Pro:

• Isolates changes to your code if you ever have to change databases, or could provide a mechanism for supporting multiple SQL dialects, optimizations, or databases with the same Java code as @Morons said

• SQL-only changes can be made after deployment.

• Separation of programmer duties and DBA duties as @JVXR said.

• A really talented and hardworking DBA should be able to write SQL and manually load database fields into Java objects with better performance (faster run-time) than an ORM tool. The same was said of compilers vs. assembly language for years, and you don’t see us writing much assembly any more. Where it matters, this is a pro, but I would say it does not often matter.

Con:

• How do you meaningfully manage your database sessions if you’ve hidden the way your code interacts with the database in a separate non-Java file?
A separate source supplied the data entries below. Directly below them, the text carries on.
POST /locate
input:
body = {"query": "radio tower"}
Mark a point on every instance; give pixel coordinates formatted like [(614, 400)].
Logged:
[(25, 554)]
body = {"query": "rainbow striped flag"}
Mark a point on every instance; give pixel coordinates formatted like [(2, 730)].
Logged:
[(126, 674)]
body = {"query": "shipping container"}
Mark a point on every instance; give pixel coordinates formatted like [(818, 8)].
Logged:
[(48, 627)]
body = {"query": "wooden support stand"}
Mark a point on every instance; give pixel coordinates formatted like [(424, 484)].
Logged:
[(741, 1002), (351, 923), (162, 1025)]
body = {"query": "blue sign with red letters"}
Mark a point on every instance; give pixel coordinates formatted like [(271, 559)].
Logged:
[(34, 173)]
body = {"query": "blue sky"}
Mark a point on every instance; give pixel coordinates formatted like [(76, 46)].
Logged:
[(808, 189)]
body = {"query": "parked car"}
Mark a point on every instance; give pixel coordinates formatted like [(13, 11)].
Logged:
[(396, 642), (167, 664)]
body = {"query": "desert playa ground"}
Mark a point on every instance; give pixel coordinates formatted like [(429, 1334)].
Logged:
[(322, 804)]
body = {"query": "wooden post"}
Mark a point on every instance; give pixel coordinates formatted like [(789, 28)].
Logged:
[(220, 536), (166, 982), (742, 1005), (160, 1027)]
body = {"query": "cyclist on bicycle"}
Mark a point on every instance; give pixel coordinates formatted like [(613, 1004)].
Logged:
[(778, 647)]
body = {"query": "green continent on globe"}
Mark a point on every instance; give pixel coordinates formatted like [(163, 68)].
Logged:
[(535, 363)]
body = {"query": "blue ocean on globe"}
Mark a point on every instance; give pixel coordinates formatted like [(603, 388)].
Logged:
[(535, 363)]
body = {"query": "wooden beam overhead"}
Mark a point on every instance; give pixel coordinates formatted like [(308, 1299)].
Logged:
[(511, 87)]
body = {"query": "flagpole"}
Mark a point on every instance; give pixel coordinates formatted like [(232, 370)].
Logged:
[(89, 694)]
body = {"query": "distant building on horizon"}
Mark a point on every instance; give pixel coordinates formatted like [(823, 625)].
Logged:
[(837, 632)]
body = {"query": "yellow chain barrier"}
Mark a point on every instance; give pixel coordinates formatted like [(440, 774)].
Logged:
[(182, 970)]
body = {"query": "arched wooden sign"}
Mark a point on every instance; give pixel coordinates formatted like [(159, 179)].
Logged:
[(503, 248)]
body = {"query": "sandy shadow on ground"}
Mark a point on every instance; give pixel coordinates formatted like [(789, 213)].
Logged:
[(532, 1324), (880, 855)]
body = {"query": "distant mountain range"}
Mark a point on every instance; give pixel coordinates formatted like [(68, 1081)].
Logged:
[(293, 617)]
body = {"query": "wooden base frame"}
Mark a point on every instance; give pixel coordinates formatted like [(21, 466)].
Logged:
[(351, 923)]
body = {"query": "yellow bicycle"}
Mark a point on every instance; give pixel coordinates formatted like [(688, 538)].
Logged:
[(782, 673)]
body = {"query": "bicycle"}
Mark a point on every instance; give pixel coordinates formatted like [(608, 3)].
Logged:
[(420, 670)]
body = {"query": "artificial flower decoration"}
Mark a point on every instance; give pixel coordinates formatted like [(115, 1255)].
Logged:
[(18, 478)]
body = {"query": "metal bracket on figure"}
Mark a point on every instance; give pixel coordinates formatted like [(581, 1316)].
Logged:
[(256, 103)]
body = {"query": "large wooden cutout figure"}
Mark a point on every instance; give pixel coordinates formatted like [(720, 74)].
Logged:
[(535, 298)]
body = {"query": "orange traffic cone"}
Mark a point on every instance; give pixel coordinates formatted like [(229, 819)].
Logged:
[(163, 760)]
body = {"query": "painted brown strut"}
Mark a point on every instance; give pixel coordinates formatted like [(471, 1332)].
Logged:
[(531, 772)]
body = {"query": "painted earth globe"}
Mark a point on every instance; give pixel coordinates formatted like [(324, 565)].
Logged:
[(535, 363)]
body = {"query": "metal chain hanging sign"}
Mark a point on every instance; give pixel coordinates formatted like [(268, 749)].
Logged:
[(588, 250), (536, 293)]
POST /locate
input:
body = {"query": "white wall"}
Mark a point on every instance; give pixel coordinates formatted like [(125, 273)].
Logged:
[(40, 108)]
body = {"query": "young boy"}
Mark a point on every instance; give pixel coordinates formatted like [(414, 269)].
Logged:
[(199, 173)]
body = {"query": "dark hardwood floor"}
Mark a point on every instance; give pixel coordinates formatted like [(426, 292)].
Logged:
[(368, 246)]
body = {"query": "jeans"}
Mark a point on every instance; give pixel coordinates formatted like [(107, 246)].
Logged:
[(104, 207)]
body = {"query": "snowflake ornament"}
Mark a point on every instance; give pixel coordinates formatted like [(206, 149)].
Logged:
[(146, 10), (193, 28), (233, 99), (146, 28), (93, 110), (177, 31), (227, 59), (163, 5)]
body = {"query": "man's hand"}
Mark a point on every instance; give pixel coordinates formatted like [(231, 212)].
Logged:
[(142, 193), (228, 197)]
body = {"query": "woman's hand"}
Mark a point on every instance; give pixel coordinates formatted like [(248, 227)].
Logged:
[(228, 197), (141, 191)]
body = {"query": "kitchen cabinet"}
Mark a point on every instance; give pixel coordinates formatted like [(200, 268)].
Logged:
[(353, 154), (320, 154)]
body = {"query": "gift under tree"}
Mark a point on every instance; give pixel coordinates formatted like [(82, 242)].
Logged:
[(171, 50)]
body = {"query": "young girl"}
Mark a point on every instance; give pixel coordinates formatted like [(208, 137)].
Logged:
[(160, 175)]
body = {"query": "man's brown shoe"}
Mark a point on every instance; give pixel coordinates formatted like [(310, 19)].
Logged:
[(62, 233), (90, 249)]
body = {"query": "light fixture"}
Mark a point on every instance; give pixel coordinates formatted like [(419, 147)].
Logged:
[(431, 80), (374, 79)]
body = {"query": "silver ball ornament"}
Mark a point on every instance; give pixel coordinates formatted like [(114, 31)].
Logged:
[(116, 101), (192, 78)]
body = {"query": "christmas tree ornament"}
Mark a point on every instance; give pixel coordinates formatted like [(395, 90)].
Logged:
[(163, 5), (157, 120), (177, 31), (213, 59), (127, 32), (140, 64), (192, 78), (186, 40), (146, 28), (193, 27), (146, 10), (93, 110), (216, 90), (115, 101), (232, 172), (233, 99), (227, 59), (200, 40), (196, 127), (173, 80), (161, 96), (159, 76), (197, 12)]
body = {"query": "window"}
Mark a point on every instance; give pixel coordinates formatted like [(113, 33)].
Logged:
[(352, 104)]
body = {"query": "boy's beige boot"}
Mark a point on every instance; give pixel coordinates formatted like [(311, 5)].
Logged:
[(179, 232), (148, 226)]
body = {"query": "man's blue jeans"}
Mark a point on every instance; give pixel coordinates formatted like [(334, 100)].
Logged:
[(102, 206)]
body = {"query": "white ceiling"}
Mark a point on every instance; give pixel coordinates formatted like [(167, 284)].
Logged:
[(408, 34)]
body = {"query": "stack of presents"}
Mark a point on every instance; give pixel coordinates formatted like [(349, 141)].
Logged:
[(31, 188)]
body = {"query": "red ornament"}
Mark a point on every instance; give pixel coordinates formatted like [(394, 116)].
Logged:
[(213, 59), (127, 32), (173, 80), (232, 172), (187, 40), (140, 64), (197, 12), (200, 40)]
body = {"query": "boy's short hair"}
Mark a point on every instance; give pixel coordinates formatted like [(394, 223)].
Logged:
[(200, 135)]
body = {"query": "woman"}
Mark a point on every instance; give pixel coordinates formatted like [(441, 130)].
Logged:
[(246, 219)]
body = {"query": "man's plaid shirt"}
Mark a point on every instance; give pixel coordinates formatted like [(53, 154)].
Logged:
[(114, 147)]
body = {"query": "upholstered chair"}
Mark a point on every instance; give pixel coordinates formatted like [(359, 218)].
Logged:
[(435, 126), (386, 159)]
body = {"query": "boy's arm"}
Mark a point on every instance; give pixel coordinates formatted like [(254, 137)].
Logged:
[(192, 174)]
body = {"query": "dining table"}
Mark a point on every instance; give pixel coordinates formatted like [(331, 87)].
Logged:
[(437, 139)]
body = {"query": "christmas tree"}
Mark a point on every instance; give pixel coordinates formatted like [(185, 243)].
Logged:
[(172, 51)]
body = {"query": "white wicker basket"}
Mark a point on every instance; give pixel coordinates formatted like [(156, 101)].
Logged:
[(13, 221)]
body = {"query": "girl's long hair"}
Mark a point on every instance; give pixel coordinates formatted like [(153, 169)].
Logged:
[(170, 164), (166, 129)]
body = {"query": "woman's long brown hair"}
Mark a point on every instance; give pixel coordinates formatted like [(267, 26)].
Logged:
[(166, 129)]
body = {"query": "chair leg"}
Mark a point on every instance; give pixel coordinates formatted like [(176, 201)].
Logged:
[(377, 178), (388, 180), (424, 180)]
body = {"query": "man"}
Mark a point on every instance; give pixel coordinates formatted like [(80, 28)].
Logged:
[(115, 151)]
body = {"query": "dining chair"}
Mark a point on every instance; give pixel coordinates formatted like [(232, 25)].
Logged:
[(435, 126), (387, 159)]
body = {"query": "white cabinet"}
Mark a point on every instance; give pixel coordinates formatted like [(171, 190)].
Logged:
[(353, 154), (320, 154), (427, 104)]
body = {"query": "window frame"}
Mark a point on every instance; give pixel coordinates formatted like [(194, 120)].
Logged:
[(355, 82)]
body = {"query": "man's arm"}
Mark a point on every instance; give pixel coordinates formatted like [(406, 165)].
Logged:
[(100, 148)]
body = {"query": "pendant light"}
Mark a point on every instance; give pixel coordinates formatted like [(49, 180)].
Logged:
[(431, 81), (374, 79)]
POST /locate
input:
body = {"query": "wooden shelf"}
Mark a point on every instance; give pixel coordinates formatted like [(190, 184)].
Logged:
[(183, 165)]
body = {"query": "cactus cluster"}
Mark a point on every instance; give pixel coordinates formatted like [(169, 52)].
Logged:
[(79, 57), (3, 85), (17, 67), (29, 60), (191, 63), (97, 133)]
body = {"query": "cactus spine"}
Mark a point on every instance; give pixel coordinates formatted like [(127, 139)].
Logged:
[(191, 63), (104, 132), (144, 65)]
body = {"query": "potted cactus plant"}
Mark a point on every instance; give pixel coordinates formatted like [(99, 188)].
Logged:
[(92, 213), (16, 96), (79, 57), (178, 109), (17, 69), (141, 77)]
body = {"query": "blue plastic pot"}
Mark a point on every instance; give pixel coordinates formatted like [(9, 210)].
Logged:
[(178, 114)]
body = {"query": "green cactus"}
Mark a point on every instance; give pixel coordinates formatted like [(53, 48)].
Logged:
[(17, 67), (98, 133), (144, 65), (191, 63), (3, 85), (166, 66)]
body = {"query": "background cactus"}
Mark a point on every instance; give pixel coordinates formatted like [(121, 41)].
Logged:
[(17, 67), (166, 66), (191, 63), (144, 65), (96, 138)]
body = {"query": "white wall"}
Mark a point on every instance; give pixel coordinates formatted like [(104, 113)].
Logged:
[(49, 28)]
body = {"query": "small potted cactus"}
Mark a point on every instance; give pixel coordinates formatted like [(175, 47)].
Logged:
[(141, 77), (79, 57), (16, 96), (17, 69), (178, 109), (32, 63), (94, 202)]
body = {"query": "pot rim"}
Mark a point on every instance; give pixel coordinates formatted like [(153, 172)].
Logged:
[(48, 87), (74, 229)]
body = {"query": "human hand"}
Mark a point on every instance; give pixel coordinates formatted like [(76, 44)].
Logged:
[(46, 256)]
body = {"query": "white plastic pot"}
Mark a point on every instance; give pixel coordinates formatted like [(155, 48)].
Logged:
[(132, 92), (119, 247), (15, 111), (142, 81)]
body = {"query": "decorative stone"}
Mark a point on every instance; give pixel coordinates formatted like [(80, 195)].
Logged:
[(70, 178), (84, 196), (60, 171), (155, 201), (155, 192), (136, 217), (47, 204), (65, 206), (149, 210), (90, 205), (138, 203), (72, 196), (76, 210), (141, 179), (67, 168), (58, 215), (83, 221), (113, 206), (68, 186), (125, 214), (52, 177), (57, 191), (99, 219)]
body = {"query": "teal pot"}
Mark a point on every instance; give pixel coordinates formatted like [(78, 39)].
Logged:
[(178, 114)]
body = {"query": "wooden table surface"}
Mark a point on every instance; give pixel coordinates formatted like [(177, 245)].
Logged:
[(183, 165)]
Seems it would make this more difficult.

• The point of ORM (Object-Relational-Mapping) tools like Hibernate is to let you work with Java objects and query abstractions and let the ORM tool do the queries for you. Querying a table and loading each column into the proper field of your Java object is a lot of programming work. Maintaining that code is lots of work too. ORM tools do nice things like provide proxy objects that eliminate unnecessary queries, while letting you work with database data as type-safe Java objects – without you writing any of the code to do that. If you then start writing lots of manual SQL queries, you are defeating the purpose of ORM. Some SQL almost always ends up being written and that could go in an external (non-Java) file. But usually the less, the better. It’s a question of what you want to spend your time on. If you use hardly any SQL, it doesn’t matter so much where you put it.

• In most applications, the “real work” is carried out in the database queries and updates and the code closest to those queries and updates. Hiding those queries in another file seems to obscure it – encouraging the programmer to be ignorant of the database. That could be good division of labor, or even a useful abstraction (such as what ORM tools provide) or it could be an unnecessary hurdle to understanding. Good naming of the SQL routines could mitigate this issue somewhat.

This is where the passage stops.